Dear Abby: Should abuser’s widow tell family the truth?

Dear Abby: Four years ago, I lost my husband of 20 years. After it happened, I told his younger brother, whom he was closest to, that I was going to write about him. However, some things have stopped me. I lost our dog six months ago and watched her follow a similar path as my late husband, which hurt me deeply. The other reason is, I believe his family may not want to know the truth.

His brother thinks my husband was a great man. He did have good qualities, but he wasn’t the saint his brother thinks he was. He was emotionally abusive and he raped me numerous times. He often yelled at our dog for simple things, and he wasn’t faithful, either. So — should I write the story they don’t want to hear? — Pen in Hand in Texas

Dear Pen: They say the pen is mightier than the sword. But if you want to continue to interact with these former in-laws, refrain from the temptation to use it to cut their brother down to size.

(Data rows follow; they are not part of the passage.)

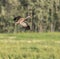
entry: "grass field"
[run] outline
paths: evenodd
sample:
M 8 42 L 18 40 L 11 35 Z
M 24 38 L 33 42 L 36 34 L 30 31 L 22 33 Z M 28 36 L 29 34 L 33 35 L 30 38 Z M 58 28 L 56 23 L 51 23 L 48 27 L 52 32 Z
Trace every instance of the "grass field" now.
M 0 34 L 0 59 L 60 59 L 60 33 Z

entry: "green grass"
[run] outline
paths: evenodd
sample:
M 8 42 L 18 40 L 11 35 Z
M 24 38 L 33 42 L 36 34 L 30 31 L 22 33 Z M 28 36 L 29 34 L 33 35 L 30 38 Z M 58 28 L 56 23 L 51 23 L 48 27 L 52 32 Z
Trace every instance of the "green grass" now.
M 60 33 L 0 34 L 0 59 L 60 59 Z
M 60 33 L 52 32 L 52 33 L 8 33 L 8 34 L 0 34 L 0 39 L 9 39 L 12 37 L 16 40 L 60 40 Z

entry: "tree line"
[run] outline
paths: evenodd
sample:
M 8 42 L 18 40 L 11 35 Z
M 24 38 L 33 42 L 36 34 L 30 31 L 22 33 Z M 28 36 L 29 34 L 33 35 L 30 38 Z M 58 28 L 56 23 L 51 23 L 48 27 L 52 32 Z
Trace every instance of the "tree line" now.
M 60 31 L 60 0 L 0 0 L 0 32 L 25 31 L 13 18 L 32 15 L 27 22 L 33 32 Z

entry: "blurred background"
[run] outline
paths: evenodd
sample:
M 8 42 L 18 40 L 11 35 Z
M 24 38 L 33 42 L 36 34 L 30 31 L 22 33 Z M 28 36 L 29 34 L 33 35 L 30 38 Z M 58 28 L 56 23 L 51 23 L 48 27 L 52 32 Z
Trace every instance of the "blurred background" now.
M 60 31 L 60 0 L 0 0 L 0 33 L 25 32 L 13 19 L 27 15 L 32 32 Z

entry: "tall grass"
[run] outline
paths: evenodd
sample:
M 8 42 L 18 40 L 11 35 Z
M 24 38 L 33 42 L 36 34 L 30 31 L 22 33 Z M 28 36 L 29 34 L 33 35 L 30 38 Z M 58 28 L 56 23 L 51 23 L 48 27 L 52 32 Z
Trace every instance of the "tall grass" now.
M 60 59 L 60 33 L 0 34 L 0 59 Z

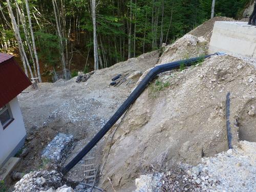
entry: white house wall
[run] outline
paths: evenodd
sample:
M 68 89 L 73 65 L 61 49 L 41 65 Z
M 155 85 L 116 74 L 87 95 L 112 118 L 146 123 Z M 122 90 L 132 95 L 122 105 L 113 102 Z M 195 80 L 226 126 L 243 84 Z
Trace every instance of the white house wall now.
M 14 120 L 4 130 L 0 123 L 0 167 L 24 143 L 26 132 L 17 97 L 9 103 Z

Dear Abby: A woman where I work refuses to acknowledge me. Every day for the past nine months, she walks by my desk and ignores me even after I’ve said “Hello” or “Good morning.” I hate to seem petty, but I don’t get how someone can be so rude.
Has workplace culture become so impersonal that people no longer have or employ basic social skills? It costs nothing to say hello or to smile — it’s the least she could do. — Feeling Invisible in Louisiana

Dear Invisible: Of course the woman’s behavior is rude, and even somewhat hostile. You might ask her if you have offended her in some way and see what kind of reply you receive. I agree that there has been a general decline in basic good manners over the last 10 years. However, one never knows what burdens those we encounter might be carrying. Depression, anger and stress can affect the way we treat others. My advice would be not to take this personally and, because you know she’s not open to exchanging social amenities, to stop what you have been doing.

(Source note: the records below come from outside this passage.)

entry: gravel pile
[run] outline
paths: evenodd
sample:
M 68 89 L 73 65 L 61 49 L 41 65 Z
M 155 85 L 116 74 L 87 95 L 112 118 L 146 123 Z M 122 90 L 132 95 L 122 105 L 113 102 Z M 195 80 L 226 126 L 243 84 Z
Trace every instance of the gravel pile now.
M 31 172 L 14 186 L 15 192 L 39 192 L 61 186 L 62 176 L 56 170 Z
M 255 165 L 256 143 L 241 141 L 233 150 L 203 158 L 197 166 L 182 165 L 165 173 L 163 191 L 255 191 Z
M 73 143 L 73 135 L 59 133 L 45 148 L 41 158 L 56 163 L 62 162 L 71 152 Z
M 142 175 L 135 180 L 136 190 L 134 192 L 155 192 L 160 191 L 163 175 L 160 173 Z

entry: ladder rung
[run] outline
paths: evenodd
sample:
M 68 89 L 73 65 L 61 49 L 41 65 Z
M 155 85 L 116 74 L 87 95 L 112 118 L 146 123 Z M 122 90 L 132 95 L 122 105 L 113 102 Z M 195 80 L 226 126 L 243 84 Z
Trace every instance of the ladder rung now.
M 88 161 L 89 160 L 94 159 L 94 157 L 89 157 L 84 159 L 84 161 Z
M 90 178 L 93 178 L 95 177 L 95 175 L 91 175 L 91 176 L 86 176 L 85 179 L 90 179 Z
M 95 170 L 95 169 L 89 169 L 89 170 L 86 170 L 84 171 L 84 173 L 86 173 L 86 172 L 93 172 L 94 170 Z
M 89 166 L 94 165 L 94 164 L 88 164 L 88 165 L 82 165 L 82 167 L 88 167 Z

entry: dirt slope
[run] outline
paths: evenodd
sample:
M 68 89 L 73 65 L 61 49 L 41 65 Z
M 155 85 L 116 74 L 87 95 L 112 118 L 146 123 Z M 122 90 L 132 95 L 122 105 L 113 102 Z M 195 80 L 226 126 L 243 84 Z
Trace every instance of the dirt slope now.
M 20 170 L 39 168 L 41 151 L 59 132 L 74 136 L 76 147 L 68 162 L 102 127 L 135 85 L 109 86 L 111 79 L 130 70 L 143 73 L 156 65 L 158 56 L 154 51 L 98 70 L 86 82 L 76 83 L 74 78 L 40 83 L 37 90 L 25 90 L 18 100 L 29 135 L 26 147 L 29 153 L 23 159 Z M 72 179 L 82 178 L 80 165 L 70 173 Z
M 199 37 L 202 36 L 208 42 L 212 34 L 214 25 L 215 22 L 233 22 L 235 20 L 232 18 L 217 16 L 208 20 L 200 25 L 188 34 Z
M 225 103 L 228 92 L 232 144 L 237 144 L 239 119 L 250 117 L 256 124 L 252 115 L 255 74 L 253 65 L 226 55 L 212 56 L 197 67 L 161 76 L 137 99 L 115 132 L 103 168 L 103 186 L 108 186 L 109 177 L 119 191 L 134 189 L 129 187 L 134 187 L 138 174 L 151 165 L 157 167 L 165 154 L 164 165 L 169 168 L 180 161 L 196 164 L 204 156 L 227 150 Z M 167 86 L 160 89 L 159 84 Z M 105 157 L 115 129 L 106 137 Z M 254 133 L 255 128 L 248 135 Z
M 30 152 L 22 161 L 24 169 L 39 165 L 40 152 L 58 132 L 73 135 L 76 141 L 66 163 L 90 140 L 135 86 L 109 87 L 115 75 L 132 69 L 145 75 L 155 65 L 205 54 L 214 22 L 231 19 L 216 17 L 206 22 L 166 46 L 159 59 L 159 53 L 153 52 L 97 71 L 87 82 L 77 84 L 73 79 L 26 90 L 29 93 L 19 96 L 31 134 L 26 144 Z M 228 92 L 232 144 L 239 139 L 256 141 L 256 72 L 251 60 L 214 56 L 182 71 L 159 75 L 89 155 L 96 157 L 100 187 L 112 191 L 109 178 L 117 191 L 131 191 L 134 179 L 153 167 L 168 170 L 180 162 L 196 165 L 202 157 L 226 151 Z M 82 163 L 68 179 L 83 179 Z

Dear Abby: My grandson’s ex-wife is instructing their four children to “be mean” to his new 6-year-old stepdaughter. The children are all under 12. We do not speak to the ex-wife, but what can we do to stop this destructive behavior? — Appalled in Georgia

Dear Appalled: I am so glad you wrote. Your grandson’s former wife is behaving like a vengeful witch. That she would use the children to hurt a blameless child is appalling. You may be able to defuse some of this by sitting the “grands” down and explaining what you expect of them. Tell them that the little girl is not to blame for their parents’ divorce, and that you expect them to treat her the way they would like to be treated. Then enforce the rules, as their father should.